Business

For 20 Years, His Firm Called Him Antoine. Now Mohamed Is Suing.


Mr. Amghar, who is meticulously organized, has kept business cards, pay stubs, emails, contracts, security clearance documents, awards, and more, all featuring the name “Antoine.”

And while there is no record of the November 1996 interview, Mr. Amghar bristles at the suggestion that he would have intentionally put himself in the awkward position of using two different names.

He was once stopped at an airport because his passport didn’t match tickets booked by the company. In meetings or emails, senior managers sometimes used Antoine while colleagues used Mohamed.
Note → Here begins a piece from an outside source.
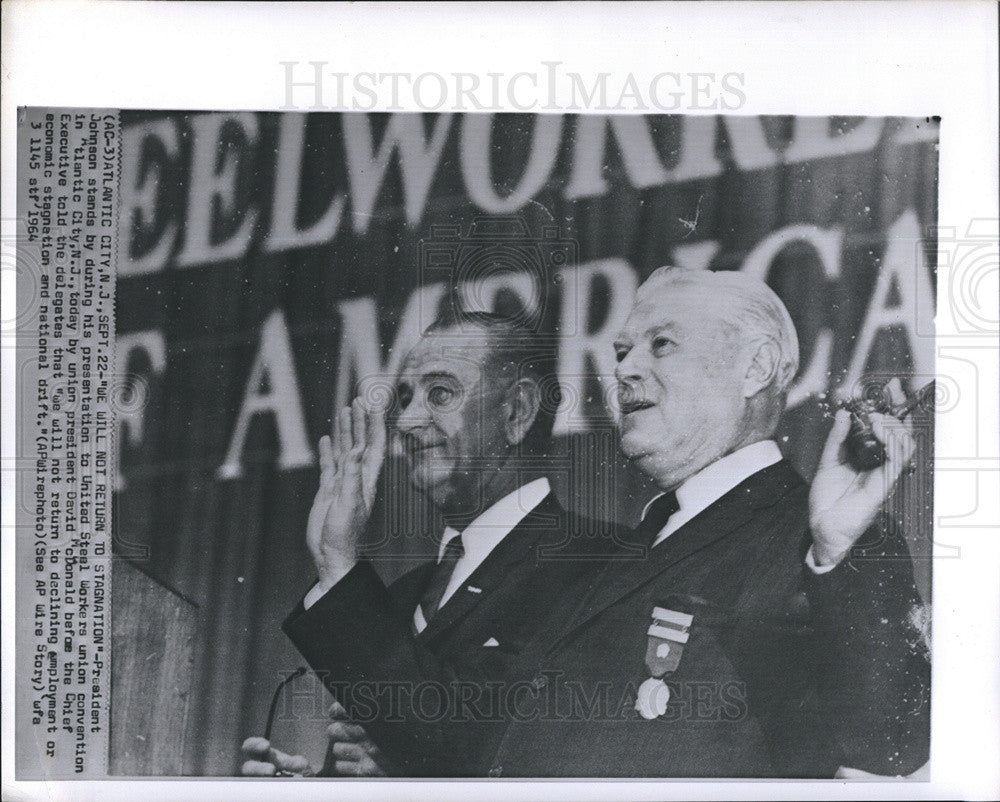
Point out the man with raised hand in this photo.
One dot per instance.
(474, 426)
(769, 629)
On pay slips, he was ‘‘Mohamed Antoine.’’ One award from 2010 even used ‘‘Antoine (Mohamed) Amghar.’’

Mr. Amghar’s closest colleagues quickly learned the truth. But others said they were stunned to discover, months or even years after first meeting him, that Antoine was, in fact, Mohamed.

Raoul Tardy, a retiree who worked for Intergraph in Norway from 1991 to 2015, said that Mr. Amghar was introduced to him as Antoine. For several years, that was the name he used on the phone or at meetings.

“In the phone directory, it was Antoine. On the business card, it was Antoine. On the organizational chart, it was Antoine. It was Antoine everywhere,” Mr. Tardy said.

Then, in the early 2000s on a bus ride during a company gathering in Austria, he overheard colleagues call Mr. Amghar ‘‘Momo,’’ a nickname for Mohamed. Mr. Amghar told him the truth.